What happened: The initial upload (2026-04-15) used ignore=["lm_head"] in the llm-compressor recipe, which meant the 62 MoE routers (block_sparse_moe.gate) got quantized along with the expert weights. vLLM's MiniMax-M2 loader expects an unquantized ReplicatedLinear router and fails at engine-init with:

KeyError: 'layers.0.block_sparse_moe.gate.weight_scale'       # FP8
KeyError: 'layers.0.block_sparse_moe.gate.input_global_scale' # NVFP4

This is a hard load failure — the engine never initializes, so no tokens are generated. (The earlier "degraded output" framing understated the severity.)

Root cause: Missing MoE-aware entries in the llm-compressor ignore list. The correct pattern (per saricles/MiniMax-M2.5-REAP-139B-A10B-NVFP4-GB10):

ignore = [
    "lm_head",
    "model.embed_tokens",
    r"re:.*block_sparse_moe\.gate$",
]

Fix: This variant was re-rolled 2026-04-16 with the corrected recipe. quantization_config.ignore now lists all 62 per-layer router gates alongside lm_head.

Verification: config.json on this repo now contains 62 model.layers.N.block_sparse_moe.gate entries in the ignore list. Loaders should open the model without the KeyError above.

Credit: Thanks to the community user who reported this first on the NVFP4-GB10 DGX Spark load. The saricles reference repo was invaluable for confirming the exact pattern.

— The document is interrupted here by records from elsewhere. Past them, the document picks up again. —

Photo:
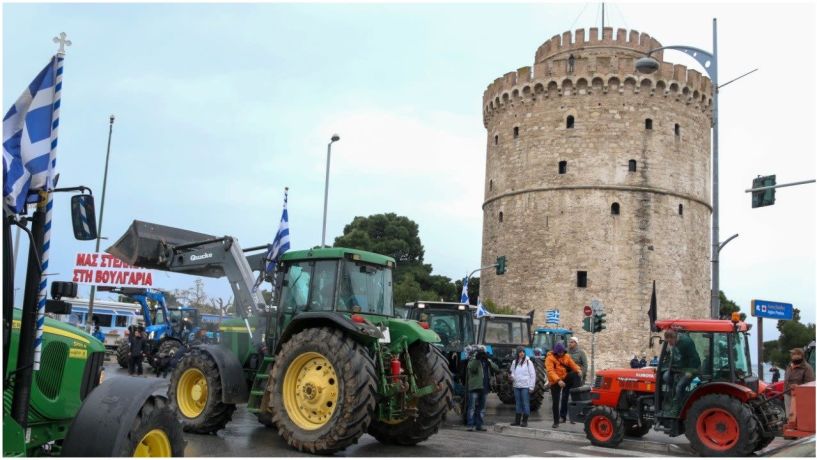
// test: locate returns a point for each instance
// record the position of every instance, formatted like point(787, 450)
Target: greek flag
point(464, 297)
point(30, 139)
point(279, 245)
point(481, 311)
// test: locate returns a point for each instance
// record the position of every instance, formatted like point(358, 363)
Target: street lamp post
point(89, 318)
point(335, 138)
point(709, 61)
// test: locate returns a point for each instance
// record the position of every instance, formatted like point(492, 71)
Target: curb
point(555, 435)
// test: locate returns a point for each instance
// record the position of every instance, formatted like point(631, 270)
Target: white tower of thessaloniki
point(597, 182)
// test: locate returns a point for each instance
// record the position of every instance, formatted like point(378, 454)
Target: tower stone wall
point(551, 187)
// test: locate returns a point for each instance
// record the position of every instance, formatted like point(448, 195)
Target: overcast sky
point(219, 107)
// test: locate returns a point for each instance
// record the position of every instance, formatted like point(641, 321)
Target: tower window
point(581, 279)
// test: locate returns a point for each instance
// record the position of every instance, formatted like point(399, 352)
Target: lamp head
point(647, 64)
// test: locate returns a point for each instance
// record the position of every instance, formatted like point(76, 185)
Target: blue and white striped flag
point(481, 311)
point(464, 297)
point(279, 245)
point(30, 139)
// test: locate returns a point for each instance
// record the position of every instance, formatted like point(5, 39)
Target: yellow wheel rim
point(310, 391)
point(154, 444)
point(192, 393)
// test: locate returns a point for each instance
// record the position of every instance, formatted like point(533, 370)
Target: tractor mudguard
point(102, 413)
point(234, 387)
point(361, 332)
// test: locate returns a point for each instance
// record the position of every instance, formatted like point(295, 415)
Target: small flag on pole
point(464, 297)
point(481, 311)
point(279, 245)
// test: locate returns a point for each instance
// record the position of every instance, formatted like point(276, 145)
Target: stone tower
point(597, 182)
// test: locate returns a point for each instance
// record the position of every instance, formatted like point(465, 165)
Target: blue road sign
point(773, 310)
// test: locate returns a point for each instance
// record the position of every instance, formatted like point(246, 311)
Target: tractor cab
point(700, 353)
point(451, 321)
point(544, 338)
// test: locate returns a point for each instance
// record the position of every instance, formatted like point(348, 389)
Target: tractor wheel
point(504, 388)
point(721, 426)
point(195, 393)
point(323, 391)
point(636, 431)
point(539, 390)
point(603, 427)
point(123, 353)
point(430, 368)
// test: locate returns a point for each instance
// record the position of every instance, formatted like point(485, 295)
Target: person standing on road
point(797, 373)
point(523, 376)
point(563, 374)
point(479, 385)
point(137, 350)
point(578, 356)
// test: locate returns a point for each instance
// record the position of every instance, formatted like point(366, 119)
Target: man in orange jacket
point(562, 375)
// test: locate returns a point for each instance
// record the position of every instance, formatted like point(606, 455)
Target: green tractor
point(324, 363)
point(67, 407)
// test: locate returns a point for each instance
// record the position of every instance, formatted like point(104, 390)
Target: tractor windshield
point(365, 288)
point(506, 332)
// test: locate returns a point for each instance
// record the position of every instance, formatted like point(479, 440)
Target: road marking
point(621, 452)
point(562, 453)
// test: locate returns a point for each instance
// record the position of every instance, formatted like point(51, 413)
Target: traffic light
point(599, 322)
point(763, 197)
point(500, 265)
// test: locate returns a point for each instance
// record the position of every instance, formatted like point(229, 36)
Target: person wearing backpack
point(523, 376)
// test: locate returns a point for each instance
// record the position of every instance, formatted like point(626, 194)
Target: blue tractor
point(166, 329)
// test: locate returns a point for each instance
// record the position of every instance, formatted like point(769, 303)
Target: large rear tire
point(719, 425)
point(539, 389)
point(123, 353)
point(430, 368)
point(323, 390)
point(195, 394)
point(603, 427)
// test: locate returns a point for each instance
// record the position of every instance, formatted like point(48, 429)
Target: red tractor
point(703, 388)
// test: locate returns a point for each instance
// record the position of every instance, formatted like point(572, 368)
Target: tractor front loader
point(324, 364)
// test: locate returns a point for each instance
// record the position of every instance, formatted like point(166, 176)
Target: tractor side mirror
point(83, 217)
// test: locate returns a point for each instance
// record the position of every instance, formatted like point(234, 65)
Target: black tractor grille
point(52, 365)
point(90, 377)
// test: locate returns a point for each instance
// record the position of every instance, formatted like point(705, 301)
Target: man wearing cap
point(797, 373)
point(578, 356)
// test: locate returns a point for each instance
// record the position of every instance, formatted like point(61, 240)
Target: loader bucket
point(145, 244)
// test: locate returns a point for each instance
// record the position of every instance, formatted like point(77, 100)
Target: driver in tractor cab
point(684, 363)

Unaffected variants (no re-roll needed): BF16 safetensors, all GGUF quantizations.

NVFP4 W4A4 (FP4 weights and activations) of dervig/m51Lab-MiniMax-M2.7-REAP-139B-A10B — the first publicly available REAP-40 % pruned variant of MiniMax-M2.7 — specifically targeting GB10 (NVIDIA DGX Spark / Project Digits, SM12.1) and Blackwell FP4-native workloads.

Aspect	Value
Base model	`dervig/m51Lab-MiniMax-M2.7-REAP-139B-A10B` (BF16)
Quantization	NVFP4 (microscaled FP4 for both weights and activations — W4A4)
Format	`compressed-tensors` (vLLM / SGLang native)
Tool	`llmcompressor`
File size	~80 GB across ~20 safetensors shards
Ignored layers	`lm_head` (kept in BF16)

Why "GB10"?

This variant exists specifically because W4A16 NVFP4 (our sibling NVFP4 repo) does not run on GB10:

SGLang's CompressedTensorsW4A4Fp4 kernel requires FP4 activations (rejects W4A16)
CompressedTensorsWNA16 / Marlin rejects NVFP4's microscaling packing (expects INT4 pack layout)
Dequanting W4A16 to BF16 at load costs ~260 GB — exceeds 128 GB unified memory

This W4A4 variant is the canonical format for GB10 and routes through the native FP4 kernel path with Marlin fallback. Follows the established saricles/MiniMax-M2.5-REAP-172B-A10B-NVFP4-GB10 convention.

Hardware compatibility

Hardware	Status	Notes
GB10 (DGX Spark / Project Digits, 128 GB)	✅ Primary target	Fits comfortably: ~80 GB weights + ~48 GB KV headroom
NVIDIA Blackwell B100 / B200	✅ Native	FP4 tensor cores accelerate both weights and activations
Hopper H100 / H200	⚠️ Not supported	No FP4 tensor cores; use FP8 variant instead
Ampere A100	⚠️ Not supported	Use AWQ variant

Inference

vLLM (Blackwell)

from vllm import LLM, SamplingParams

llm = LLM(
    model="dervig/m51Lab-MiniMax-M2.7-REAP-139B-A10B-NVFP4-GB10",
    tensor_parallel_size=1,
    trust_remote_code=True,
    max_model_len=32768,
)

params = SamplingParams(temperature=1.0, top_p=0.95, top_k=40, max_tokens=2048)
out = llm.generate(["Explain REAP pruning briefly."], params)
print(out[0].outputs[0].text)

SGLang (GB10)

python -m sglang.launch_server \
    --model-path dervig/m51Lab-MiniMax-M2.7-REAP-139B-A10B-NVFP4-GB10 \
    --trust-remote-code \
    --context-length 32768

Quality

Inference quality validated on the BF16 parent via a 5 / 5 pre-publish smoke test and full HumanEval evaluation (see parent safetensors card). W4A4 quantization has more aggressive compression than W4A16 — activation quantization adds a modest quality delta vs FP8 or the W4A16 NVFP4 — typically 1-3 % on reasoning benchmarks for this class of model. For maximum quality on Blackwell, prefer the FP8 or W4A16 NVFP4 variants; for GB10 deployment where 128 GB memory is the binding constraint, this W4A4 variant is the canonical choice.

Base model summary

Property	Value
Architecture	MoE, 62 layers, 154 experts (pruned from 256), top-8 routing
Active parameters / token	~10 B
Total parameters	~139 B
Max position embeddings	196,608
Vocabulary size	200,064
Pruning	REAP 40 %, seed 42

See the parent safetensors card for full architecture, pruning details, and known minor layer-0 bias imperfection.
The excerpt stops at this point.